"Satire ends at the very point where hatred of the world's abuses becomes irrelevant. This point is reached when absurdity gains control of that plane of experience at which men, throughout the ages, have formed their idea of order and normality [...] When Hitler came to power, Karl Kraus realized that it was the end of his satirical world. In 1919 he said of The Last Days of Mankind that its satirical inventions and exaggerations were mere quotations of what was said and done. Hitler's Germany reversed the situation: her words and deeds merely quoted, and by quoting exaggerated beyond belief, the satirist's inventions."

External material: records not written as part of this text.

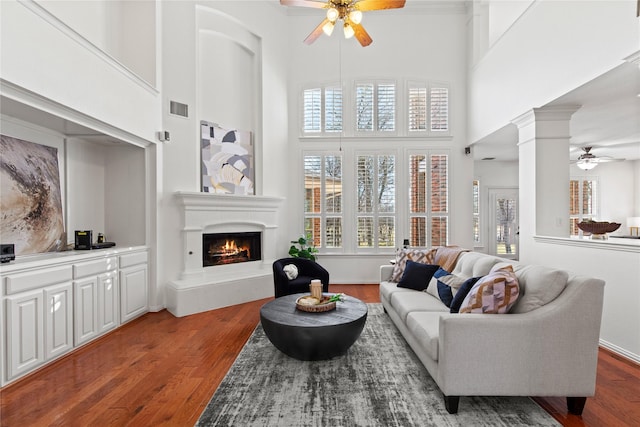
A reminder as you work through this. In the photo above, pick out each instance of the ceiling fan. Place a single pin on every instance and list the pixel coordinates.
(587, 161)
(347, 11)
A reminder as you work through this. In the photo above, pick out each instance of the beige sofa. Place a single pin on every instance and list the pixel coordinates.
(546, 346)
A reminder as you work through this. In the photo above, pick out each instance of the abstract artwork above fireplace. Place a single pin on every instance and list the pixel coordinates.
(227, 160)
(30, 196)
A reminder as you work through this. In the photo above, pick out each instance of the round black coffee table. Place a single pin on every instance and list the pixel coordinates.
(313, 336)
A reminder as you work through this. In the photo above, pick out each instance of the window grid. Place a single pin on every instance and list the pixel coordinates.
(376, 196)
(417, 108)
(323, 199)
(312, 107)
(435, 213)
(322, 110)
(439, 108)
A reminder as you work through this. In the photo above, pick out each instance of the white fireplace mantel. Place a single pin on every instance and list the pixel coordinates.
(206, 288)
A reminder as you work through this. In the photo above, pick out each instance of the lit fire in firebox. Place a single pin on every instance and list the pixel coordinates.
(229, 250)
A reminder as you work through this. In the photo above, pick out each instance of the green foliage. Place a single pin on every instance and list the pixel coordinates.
(306, 248)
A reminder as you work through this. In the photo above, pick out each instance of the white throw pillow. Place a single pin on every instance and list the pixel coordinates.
(291, 271)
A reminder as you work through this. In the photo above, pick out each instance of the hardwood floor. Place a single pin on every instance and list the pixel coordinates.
(162, 370)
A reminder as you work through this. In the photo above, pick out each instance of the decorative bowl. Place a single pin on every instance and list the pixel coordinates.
(595, 227)
(313, 305)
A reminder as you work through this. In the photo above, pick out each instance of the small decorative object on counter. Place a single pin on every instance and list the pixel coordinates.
(597, 229)
(316, 289)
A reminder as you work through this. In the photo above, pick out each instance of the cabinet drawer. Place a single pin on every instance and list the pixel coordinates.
(133, 259)
(91, 268)
(37, 279)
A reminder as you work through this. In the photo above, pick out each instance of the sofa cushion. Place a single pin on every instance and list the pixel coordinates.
(539, 285)
(425, 328)
(425, 256)
(494, 293)
(447, 285)
(406, 302)
(462, 294)
(417, 275)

Eric Heller, from The Dear Purchase (Bowes & Bowes, 1971), p. 259
Below are three examples from contemporary culture that show a similar tendency to that described by Heller: what would have previously been satirical commentary on a particular event or cultural tendency (the mourning of the death of a billionaire technocrat, the insularity of academic political correctness, or the commodification of anti-capitalist discourse) is produced now as sincere expression by the would-be cultural target. Like Kraus during WWII, today's satirists are out of a job.

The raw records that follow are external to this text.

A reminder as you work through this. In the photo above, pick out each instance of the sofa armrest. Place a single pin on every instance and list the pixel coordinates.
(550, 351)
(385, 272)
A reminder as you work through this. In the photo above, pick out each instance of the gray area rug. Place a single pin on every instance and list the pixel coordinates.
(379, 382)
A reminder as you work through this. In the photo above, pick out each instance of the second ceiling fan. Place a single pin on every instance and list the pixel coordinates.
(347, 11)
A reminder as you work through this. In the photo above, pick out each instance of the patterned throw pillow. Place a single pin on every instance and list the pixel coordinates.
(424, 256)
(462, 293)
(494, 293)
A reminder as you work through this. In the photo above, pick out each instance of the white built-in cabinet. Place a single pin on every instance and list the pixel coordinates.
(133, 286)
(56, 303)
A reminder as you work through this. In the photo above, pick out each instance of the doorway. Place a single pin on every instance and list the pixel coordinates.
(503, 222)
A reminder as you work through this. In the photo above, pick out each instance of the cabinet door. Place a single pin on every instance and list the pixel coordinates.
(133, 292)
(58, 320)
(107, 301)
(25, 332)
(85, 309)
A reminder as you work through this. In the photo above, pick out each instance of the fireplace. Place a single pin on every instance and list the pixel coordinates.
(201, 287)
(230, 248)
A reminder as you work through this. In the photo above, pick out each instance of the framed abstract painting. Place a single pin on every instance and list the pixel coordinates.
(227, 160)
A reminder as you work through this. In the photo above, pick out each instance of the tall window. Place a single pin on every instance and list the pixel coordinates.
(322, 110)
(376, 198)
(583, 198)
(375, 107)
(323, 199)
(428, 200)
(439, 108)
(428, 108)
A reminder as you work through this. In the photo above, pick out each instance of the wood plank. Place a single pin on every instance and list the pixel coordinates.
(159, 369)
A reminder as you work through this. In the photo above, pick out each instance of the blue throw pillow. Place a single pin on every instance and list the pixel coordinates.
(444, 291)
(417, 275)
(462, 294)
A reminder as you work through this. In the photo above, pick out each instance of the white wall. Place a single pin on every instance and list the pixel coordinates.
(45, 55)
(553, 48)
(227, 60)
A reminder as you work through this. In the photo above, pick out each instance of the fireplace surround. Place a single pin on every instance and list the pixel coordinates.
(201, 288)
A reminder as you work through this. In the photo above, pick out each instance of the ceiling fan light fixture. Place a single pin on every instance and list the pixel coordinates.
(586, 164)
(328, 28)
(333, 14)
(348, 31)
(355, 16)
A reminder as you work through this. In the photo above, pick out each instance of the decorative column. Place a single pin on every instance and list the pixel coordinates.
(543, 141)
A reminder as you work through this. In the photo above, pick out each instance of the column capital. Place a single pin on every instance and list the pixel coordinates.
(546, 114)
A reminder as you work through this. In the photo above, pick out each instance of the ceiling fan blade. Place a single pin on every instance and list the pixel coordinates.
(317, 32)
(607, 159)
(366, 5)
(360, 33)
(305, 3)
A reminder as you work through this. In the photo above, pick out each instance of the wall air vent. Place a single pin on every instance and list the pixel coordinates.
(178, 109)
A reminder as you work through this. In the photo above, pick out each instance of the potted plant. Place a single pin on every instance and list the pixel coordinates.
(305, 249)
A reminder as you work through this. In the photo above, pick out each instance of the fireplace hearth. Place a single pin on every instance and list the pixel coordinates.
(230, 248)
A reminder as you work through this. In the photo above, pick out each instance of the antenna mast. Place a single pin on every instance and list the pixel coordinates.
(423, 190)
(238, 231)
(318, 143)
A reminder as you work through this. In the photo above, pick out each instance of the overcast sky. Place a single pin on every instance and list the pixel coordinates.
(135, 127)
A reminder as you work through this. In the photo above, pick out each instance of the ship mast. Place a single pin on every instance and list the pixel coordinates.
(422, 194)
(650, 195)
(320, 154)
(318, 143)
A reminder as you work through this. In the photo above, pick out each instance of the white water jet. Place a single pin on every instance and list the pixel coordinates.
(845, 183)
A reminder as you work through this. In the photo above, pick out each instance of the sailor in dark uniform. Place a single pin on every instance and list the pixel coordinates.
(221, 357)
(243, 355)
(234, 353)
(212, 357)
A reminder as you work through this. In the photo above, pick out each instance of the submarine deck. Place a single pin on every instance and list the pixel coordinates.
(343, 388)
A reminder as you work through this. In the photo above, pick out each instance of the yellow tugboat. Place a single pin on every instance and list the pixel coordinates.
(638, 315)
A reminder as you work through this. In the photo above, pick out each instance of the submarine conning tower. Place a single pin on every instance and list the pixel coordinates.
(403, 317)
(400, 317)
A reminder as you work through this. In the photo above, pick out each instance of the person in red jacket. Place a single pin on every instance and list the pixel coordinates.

1. "Steve Nagata, right, holds an Apple iPad displaying an image of a candle as he takes part in a vigil outside the company's store in the Ginza district of Tokyo on Oct. 6, 2011."
3. Tote bag worn by a graduate student at my university.
I wanted to go one better. I wanted to petition to get Adorno a star on Hollywood Boulevard; an impossible proposition that would probably gain me two sets of enemies simultaneously, but sure would be fun. I suppose this is as much double satire, with no where to land.